Все возмущенно зашумели: «Какой ужас! Подавлять лучшие творческие порывы!» Однако председатель вновь взял слово:
– Однако Эльза Рудольфовна образумилась. Она недавно мне позвонила и сказала, что поняла, что прав был я, а не она!
Все восхищенно зааплодировали, крича: «Вот что значит всепобеждающая сила искусства!»
У губернатора
Кабинет Сергея Ильича был достаточно большим – около ста пятидесяти квадратных метров, не то что у его предшественника, ютившегося на вдвое меньшей площади. Некоторые посетители терялись перед губернатором, но Эльза Рудольфовна в их число не входила.
– Сергей Ильич, здравствуйте, миленький, – промяукала она, заглянув в кабинет.
– Здравствуй, Эльза. Заходи, чего стоишь в дверях. Чем порадуешь?
– Своим присутствием: Вы же сказали, что для вас радость меня видеть…
– Это когда я напился и лез к тебе целоваться?
– Ну, и еще когда вы из‑за меня чуть не подрались с…
– Опустим эти подробности, ничего не хочу об этом знать!
– Как скажете, сэр!
– Не издевайся!
– Как можно?
– Ну ладно, – смягчился губернатор, – ты кому угодно голову закружишь. Мне тут епископ сказал, что ты какому‑то священнику голову закружила. Это правда?
– Священник – громко сказано.

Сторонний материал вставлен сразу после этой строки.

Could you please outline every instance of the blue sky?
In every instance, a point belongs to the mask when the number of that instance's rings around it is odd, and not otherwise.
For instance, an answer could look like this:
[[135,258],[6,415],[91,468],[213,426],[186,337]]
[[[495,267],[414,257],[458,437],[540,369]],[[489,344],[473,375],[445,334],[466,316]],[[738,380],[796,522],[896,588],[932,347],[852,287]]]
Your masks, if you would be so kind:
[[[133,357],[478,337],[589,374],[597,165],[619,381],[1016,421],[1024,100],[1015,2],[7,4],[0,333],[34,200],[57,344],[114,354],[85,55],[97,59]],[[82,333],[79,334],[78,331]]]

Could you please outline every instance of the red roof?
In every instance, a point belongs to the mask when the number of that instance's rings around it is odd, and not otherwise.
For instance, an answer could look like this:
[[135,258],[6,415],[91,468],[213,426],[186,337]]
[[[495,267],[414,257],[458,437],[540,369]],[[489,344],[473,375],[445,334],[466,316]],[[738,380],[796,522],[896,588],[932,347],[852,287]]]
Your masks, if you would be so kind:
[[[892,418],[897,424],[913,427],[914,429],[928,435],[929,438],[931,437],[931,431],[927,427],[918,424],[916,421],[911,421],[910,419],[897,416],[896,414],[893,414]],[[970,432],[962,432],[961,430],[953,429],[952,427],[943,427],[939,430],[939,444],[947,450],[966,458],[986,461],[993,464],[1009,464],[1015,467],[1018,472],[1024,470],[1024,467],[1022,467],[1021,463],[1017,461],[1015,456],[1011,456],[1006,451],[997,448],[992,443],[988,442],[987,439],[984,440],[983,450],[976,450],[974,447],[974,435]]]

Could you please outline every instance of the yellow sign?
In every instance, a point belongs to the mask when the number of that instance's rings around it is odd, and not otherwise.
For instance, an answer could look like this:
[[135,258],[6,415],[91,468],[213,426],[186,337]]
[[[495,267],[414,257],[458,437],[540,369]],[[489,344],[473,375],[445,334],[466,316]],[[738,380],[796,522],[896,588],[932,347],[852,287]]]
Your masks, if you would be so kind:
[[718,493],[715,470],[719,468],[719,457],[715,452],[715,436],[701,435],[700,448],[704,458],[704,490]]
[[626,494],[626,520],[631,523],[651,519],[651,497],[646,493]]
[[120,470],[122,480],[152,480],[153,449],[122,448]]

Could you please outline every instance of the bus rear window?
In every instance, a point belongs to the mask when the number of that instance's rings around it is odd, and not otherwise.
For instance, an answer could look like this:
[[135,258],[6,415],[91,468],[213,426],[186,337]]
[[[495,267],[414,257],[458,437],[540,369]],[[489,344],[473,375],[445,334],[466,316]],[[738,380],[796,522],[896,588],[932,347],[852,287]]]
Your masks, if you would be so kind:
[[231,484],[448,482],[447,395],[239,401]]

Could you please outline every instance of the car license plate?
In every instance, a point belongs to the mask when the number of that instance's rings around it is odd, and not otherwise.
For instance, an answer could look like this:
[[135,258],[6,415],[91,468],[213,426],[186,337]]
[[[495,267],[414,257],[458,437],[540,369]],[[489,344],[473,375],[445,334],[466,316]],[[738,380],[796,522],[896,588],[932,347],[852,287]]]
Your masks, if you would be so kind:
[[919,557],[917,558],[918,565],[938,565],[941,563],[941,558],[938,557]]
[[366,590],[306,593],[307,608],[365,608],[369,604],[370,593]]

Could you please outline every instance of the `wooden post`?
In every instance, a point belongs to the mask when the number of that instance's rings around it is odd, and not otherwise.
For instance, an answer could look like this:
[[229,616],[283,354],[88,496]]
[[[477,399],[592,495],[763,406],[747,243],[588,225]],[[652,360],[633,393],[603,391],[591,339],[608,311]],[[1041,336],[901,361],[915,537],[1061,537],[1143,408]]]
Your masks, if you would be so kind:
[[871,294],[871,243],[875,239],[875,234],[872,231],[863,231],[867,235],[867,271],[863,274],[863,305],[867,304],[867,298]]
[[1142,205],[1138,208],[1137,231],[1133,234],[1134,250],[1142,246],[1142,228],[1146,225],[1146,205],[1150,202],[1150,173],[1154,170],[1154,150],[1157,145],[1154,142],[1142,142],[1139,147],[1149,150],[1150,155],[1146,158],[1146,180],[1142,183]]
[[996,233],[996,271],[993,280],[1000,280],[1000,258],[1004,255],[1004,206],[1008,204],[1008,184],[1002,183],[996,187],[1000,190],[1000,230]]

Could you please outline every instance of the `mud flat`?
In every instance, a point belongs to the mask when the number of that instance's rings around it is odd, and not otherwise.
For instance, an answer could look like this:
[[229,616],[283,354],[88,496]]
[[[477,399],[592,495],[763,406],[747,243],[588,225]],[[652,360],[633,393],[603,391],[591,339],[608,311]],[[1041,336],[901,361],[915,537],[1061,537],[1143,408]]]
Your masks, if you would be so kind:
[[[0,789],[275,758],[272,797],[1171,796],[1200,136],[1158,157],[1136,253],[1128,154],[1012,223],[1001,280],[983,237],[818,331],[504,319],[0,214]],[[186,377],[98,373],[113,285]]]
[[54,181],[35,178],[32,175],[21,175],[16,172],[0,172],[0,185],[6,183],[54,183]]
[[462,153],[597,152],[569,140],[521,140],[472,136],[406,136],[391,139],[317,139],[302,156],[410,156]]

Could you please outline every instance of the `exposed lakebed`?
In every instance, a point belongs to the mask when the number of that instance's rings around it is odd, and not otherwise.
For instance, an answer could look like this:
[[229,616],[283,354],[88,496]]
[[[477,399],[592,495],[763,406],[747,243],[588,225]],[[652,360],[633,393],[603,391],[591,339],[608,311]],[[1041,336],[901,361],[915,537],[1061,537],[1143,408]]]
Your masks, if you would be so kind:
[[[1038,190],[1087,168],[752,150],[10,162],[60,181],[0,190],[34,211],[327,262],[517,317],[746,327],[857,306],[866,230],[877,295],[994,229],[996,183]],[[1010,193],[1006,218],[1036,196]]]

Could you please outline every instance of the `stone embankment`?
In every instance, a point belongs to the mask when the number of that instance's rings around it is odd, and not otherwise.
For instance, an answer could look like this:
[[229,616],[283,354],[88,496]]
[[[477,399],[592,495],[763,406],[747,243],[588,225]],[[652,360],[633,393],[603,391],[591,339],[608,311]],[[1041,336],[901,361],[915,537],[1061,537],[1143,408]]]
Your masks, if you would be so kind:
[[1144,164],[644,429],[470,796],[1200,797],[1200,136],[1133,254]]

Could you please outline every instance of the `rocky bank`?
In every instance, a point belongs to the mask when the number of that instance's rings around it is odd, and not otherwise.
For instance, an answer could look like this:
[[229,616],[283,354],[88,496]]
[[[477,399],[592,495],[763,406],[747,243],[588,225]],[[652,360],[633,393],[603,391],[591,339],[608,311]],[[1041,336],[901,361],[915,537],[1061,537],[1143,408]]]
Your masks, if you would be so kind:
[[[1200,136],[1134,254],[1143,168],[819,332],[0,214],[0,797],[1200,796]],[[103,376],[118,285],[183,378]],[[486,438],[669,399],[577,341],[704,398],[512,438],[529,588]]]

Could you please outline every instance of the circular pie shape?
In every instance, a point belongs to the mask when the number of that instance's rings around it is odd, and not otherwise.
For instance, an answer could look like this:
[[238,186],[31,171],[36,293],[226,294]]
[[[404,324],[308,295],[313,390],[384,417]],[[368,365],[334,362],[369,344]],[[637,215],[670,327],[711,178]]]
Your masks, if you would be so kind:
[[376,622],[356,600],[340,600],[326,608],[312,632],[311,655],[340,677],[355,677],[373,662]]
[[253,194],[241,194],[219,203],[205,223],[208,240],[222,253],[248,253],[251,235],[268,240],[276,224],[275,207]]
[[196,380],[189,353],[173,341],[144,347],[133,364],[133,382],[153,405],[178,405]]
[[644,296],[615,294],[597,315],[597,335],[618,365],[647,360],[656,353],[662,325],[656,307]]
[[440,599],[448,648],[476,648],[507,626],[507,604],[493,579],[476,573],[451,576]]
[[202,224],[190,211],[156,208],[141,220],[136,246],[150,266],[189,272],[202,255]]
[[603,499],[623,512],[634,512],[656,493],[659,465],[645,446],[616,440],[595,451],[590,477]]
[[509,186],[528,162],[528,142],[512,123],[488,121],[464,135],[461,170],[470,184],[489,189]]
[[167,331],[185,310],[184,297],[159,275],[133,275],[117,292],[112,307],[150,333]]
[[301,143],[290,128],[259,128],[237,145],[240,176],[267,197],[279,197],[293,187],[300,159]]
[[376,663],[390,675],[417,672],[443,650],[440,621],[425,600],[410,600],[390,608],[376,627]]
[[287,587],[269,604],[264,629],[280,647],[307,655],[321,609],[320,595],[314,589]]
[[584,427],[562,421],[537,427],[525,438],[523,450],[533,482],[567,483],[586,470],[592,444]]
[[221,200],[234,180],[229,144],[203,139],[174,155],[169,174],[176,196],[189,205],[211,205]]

Так, попишко какой‑то непутевый.
– И что у вас с ним?
– Да ничего. Он от меня без ума, а я что могу поделать, если он такой дурак?
– И чего мне с ним делать?
– А зачем вам с ним чего‑то делать? Его уже считайте нет, это списанный человек, отработанный материал. Или вы ревнуете?
– Еще чего не хватало!
– Ну, так успокойтесь, милый, – улыбнулась Эльза Рудольфовна и положила руку на плечо губернатору.
– А зачем ты этот идиотский сборник стихов решила издать за счет регионального бюджета? – опять завелся Сергей Ильич.
– Ну, не такой уж он и идиотский…
– Не такой? Это же надо такую дрянь придумать – «Бобровыхухоль»!
– А что? Креативно! – улыбнулась первый заместитель министра.
– Мне Фаина Раневская сразу вспомнилась, как она говорила, что в одних людях живет Бог, в каких‑то демон, а в каких‑то одни лишь глисты… Но вот оказывается есть еще один вид самых скверных мозгоглистов под названием Бобровыхухоль! Да что ты смеешься?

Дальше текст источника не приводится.